Voiron, France is a small city between Lyon and Grenoble. There they bounced from place to place until an abandoned apartment was renovated enough to be livable.
“We were playing and surviving for six months,” she said. What she didn’t know was that a recruitment mechanism was in full swing on her behalf and she’d soon be considering a move to Wenatchee, when a WVC coach reached out.
“I had no connection to Wenatchee,” she said. “I barely knew anything about Washington State, but something felt good about it.”
It was all arranged. After a brief visit with her sister, who had just begun her professional basketball career in Italy, Wenatchee’s coach met her at the Seattle airport and drove her to her dorm. The following day she went to practice and met the team. Immediately, she was in a routine.
“Everyone was really supportive without being too pushy,” she said.
Because they knew her transition would be difficult, the Franz family was mentioned during her recruitment. Greg and Janet Franz heard about Hvichiani through the local grapevine and offered their help.

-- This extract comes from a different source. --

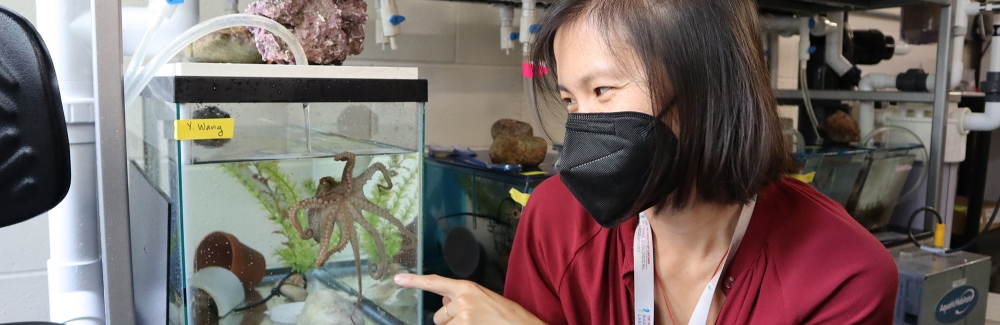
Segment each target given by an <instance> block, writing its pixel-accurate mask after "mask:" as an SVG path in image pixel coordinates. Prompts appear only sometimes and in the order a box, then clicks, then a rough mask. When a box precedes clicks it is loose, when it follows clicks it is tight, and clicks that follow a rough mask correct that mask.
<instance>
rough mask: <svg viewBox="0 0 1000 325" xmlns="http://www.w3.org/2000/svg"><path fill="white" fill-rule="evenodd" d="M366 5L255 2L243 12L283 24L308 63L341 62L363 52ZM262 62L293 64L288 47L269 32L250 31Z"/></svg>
mask: <svg viewBox="0 0 1000 325" xmlns="http://www.w3.org/2000/svg"><path fill="white" fill-rule="evenodd" d="M366 10H368V4H367V3H365V2H364V0H256V1H254V2H253V3H251V4H250V6H249V7H247V11H246V13H248V14H255V15H261V16H265V17H268V18H271V19H274V21H276V22H278V23H280V24H282V25H285V27H288V28H289V30H291V32H292V34H294V35H295V37H296V38H298V40H299V42H300V43H301V44H302V48H303V49H304V50H305V52H306V57H308V58H309V63H310V64H323V65H328V64H334V65H340V64H343V63H344V60H345V59H347V56H348V55H357V54H360V53H361V51H363V50H364V40H365V27H364V25H365V21H367V20H368V14H367V13H366ZM250 32H252V33H253V34H254V38H255V39H256V41H257V51H259V52H260V54H261V56H262V57H263V58H264V60H265V61H270V62H274V63H293V62H294V61H295V58H294V57H293V56H292V51H291V50H289V49H288V45H286V44H285V42H282V41H281V40H280V39H278V38H277V37H275V36H274V35H273V34H271V33H270V32H268V31H265V30H262V29H259V28H250Z"/></svg>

“They just made sure I’m okay here,” she said. “Which made it so nice and comforting before coming.”
She became a weekly visitor of theirs. When teammates left on holiday breaks, she stopped by the Franz’s, as a new family member.
“They helped me a lot. They’re a really sweet family,” she said. “I’m so lucky.”
Even with all the help, it can still be a struggle. When Russia annexed the Crimean Peninsula in 2014, she never worried about her family’s safety. Things are different now.
“Now all of Ukraine is affected,” she said. “We have a good defense and receive a lot of foreign help. I think that’s the only reason we’re hanging in there.”
Just a month ago, an apartment block in her home city was struck by a missile killing dozens and wounding more. It was one of the worst civilian attacks since the start of the war.
“I had nightmares every day,” she said. “I’d think that a rocket will go into my house.”
Her family is doing relatively well. They live on the opposite side of the city from where the strike occurred but continue to volunteer around the city. However, the frequency with which the electricity is turned off makes living difficult, especially for her grandmother. Everything in her home runs on electricity.
With Friday bringing the war’s first anniversary, she has spent a year developing strategies to cope with the stress. One is simple. She stays in regular contact with her family, calling them once a week on a schedule timed between power outages.
Other strategies are more internal.
“I try to think about positive outcomes. That it will get better, we will win, and my family won’t get hurt,” she said.
But she doesn’t believe in blind positivity either, when she said, “I also try not to deny the things that are happening.”
Her next step could keep her in Wenatchee another year, but ideally, if a full basketball scholarship comes along, she’ll go anywhere.
“It’s hard to be an international student and pay for my own school,” she said. “Especially when my country is at war, and my parents are limited for work.”
Paperwork has prevented her from being able to earn money, but hopefully, that will be resolved soon. When she’s not playing basketball, in class, or studying, she volunteers on campus at the rec center or spends time at church. Staying busy, occupying her mind, has been another strategy.
“Basketball has always been a help,” she said. “It’s the first thing that takes my thoughts away.”
She envisions a future in business administration and sports management and returning home.
“A dream of mine is to build a school in Ukraine,” she said. One that is modeled after her North Carolina high school experience. “It was creative learning, and so fun.”
In a short period of time, she has left a noticeable effect on people. A lasting impression of positivity where people are quick to smile with only a brief mention of her name.
“That pretty much sums up Pasiko,” Greg Franz said. Franz helped host Hvichiani “She became a part of the family almost immediately. She has definitely brightened our world.”